DIFFERENTIAL ACCESSIBILITY OF A HYDROGENATION CATALYST TO ACYL LIPIDS IN THYLAKOID MEMBRANES FROM ATRAZINE-RESISTANT AND ATRAZINE-SUSCEPTIBLE SOLANUM-NIGRUM BIOTYPES

The novel water-soluble palladium complex was used as a probe to test the acyl lipid molecular organization of liposomes and thylakoids originating from triazine-resistant (R) and -susceptible (S) lines of Solanum nigrum. In the present study we report on differing susceptibility of some defined lipid classes towards hydrogenation which shows alterations in the accessibility of the catalyst to lipid substrates within R- compared to S-membranes.
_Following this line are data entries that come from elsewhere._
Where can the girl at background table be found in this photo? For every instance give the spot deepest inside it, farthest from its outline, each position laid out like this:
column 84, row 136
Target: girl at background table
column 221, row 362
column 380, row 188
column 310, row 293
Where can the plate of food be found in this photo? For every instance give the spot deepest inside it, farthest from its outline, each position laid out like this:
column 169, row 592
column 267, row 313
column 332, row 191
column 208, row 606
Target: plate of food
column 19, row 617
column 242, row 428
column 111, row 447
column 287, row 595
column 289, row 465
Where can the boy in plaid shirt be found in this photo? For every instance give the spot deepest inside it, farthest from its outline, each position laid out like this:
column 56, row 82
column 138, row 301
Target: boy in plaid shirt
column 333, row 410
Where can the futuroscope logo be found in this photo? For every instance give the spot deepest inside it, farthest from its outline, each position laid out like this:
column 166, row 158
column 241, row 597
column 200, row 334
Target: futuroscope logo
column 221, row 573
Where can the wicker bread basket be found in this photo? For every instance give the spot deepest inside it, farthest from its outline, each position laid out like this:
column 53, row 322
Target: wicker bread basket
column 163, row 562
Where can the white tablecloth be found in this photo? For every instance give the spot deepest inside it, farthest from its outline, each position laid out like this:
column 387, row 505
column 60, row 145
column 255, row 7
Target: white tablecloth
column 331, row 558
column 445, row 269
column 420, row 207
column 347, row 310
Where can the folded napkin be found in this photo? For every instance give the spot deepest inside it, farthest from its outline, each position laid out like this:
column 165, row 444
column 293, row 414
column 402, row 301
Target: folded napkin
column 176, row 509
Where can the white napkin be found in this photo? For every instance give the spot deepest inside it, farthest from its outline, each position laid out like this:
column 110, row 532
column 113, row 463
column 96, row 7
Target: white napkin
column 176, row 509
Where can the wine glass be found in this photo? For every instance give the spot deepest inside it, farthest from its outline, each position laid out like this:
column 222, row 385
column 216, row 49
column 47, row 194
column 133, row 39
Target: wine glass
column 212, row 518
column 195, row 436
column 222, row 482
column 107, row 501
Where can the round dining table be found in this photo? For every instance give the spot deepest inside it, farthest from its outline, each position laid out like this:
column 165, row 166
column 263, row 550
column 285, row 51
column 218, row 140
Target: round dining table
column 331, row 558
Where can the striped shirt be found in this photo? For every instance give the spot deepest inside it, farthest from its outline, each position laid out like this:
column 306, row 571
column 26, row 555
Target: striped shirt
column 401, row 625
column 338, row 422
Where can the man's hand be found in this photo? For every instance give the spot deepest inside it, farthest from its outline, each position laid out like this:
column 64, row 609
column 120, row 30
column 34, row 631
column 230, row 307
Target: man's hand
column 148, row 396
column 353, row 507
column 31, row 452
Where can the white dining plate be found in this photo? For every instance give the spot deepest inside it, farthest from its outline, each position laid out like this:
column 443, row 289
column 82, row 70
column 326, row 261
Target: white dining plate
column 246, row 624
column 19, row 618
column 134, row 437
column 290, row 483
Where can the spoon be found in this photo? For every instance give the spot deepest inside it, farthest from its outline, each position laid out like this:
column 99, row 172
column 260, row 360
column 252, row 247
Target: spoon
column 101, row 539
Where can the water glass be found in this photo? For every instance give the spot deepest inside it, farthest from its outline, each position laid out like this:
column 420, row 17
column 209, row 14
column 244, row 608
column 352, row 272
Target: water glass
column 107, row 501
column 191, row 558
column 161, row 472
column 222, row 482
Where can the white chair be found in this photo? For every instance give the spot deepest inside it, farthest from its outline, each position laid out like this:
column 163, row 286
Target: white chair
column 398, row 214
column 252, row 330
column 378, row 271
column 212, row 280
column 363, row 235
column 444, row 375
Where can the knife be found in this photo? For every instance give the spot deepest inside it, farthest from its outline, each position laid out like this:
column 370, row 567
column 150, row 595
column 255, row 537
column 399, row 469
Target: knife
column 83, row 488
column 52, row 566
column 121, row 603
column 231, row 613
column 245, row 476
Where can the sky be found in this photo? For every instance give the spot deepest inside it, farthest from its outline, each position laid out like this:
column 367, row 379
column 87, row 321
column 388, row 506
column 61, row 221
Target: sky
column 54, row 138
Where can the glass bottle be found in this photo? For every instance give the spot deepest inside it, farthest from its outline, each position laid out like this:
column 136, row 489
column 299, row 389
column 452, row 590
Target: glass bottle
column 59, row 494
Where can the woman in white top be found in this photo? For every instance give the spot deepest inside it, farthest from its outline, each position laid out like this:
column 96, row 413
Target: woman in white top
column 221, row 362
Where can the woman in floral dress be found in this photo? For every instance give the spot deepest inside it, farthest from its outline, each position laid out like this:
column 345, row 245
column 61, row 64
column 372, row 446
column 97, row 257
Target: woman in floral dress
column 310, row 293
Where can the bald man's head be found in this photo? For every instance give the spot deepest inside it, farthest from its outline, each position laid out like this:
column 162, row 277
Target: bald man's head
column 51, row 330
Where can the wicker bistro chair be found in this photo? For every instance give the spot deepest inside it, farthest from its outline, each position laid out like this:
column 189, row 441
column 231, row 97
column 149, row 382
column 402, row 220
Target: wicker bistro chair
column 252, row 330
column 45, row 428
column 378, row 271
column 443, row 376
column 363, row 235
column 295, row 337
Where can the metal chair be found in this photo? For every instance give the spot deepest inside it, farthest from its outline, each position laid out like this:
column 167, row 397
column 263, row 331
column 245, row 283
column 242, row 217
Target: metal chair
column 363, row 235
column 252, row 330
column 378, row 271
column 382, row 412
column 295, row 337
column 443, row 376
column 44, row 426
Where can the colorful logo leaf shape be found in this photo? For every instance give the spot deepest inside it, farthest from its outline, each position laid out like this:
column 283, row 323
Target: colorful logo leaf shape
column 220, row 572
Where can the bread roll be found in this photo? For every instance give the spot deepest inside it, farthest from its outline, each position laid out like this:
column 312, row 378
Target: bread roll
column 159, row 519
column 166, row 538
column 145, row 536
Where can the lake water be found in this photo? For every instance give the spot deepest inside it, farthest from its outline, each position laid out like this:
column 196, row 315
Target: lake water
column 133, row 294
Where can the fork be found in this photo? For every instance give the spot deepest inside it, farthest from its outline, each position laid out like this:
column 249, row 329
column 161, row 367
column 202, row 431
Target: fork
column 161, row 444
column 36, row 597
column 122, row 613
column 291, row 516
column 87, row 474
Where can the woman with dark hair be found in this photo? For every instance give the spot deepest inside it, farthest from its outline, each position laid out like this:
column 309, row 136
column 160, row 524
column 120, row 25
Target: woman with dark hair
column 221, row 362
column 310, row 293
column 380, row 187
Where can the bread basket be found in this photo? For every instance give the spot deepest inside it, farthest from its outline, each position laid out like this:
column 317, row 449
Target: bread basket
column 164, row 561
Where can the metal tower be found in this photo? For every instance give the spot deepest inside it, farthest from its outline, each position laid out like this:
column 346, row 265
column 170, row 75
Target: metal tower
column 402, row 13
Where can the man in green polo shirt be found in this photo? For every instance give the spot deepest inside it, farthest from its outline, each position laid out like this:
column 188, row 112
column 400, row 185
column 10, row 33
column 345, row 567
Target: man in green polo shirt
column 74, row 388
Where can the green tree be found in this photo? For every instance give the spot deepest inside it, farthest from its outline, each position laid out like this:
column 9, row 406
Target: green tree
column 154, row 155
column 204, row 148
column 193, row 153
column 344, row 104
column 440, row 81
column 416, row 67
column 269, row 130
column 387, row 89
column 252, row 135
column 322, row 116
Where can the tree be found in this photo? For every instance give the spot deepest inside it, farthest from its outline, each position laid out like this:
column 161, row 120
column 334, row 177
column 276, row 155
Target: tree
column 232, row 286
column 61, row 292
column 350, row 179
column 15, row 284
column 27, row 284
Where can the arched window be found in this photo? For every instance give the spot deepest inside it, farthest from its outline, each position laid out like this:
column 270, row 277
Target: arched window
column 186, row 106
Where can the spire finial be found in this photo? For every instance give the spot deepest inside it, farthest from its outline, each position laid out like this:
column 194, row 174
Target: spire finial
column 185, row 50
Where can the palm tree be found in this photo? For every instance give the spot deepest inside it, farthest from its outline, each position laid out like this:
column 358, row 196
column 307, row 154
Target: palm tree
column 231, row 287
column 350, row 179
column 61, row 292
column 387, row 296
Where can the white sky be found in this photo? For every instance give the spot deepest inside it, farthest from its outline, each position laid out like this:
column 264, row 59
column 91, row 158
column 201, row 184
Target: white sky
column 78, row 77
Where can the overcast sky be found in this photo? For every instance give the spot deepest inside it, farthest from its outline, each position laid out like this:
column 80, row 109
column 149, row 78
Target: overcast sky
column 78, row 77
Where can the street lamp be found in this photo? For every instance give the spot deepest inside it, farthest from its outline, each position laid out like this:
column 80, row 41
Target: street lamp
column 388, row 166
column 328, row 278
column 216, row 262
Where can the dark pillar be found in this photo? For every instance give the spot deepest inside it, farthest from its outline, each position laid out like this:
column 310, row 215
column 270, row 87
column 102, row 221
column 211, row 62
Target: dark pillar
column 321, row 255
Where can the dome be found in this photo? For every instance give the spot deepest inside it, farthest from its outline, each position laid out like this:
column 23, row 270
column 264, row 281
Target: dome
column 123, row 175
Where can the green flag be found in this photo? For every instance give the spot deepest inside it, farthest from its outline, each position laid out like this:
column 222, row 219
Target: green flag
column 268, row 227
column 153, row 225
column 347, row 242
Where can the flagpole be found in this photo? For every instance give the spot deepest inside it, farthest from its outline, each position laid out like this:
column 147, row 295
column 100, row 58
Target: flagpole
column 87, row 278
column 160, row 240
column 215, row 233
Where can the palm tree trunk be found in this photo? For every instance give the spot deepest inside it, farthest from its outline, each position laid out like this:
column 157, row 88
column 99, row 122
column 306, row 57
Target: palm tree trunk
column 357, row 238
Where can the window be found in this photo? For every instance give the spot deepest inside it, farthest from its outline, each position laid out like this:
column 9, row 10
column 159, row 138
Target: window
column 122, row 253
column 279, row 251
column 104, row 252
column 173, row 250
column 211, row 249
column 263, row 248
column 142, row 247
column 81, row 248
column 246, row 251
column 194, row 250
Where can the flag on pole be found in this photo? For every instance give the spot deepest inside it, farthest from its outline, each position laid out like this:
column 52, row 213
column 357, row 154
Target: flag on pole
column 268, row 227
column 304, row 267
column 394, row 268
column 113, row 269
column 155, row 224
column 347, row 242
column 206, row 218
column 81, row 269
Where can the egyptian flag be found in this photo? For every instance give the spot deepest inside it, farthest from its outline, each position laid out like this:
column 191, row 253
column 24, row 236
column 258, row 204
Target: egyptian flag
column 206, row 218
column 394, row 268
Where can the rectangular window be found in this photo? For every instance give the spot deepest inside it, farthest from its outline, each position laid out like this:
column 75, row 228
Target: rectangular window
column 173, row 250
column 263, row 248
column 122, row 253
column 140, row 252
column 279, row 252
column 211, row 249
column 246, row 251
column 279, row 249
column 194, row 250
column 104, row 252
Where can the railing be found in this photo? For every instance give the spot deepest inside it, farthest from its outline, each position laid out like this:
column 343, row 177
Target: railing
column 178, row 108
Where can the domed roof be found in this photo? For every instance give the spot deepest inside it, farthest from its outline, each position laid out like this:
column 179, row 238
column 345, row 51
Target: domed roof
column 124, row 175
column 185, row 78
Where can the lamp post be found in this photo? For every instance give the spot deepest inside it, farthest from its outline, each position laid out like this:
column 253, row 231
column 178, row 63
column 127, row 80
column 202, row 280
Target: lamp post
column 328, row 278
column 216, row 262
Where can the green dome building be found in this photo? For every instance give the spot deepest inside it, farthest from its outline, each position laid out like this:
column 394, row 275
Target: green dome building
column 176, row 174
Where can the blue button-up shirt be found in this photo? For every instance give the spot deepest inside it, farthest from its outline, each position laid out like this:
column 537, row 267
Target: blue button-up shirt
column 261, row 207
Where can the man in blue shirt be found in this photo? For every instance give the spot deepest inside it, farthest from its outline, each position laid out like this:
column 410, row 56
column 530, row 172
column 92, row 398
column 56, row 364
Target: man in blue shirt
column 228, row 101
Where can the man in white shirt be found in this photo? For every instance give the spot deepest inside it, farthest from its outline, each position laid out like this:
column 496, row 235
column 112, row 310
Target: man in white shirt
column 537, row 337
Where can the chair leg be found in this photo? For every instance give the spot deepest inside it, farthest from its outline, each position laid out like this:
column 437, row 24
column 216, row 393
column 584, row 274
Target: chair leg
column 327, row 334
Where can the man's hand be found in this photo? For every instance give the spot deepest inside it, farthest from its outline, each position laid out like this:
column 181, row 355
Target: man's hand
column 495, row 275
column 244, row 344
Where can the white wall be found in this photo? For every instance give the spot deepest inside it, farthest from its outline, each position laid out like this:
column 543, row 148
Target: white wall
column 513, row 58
Further evidence to support differences in membrane architecture of S- and R-type thylakoids was provided by the lifetime distribution analysis of diphenylhexatriene. The remarkable relative increase of pool size and width of a medium lifetime decay component (4 ns) in S-samples indicates a more diverse molecular organization of this membrane. For an apparently identical lipid class and fatty acid composition and fluidity of thylakoids, the greater environmental heterogeneity of the fluorophore in S-membranes may be attributed to stronger protein-lipid interactions. The possible existence of some intramembraneous domains of acyl lipids, some of which being relatively protected against the catalyst and present only in the atrazine-susceptible biotype, is discussed.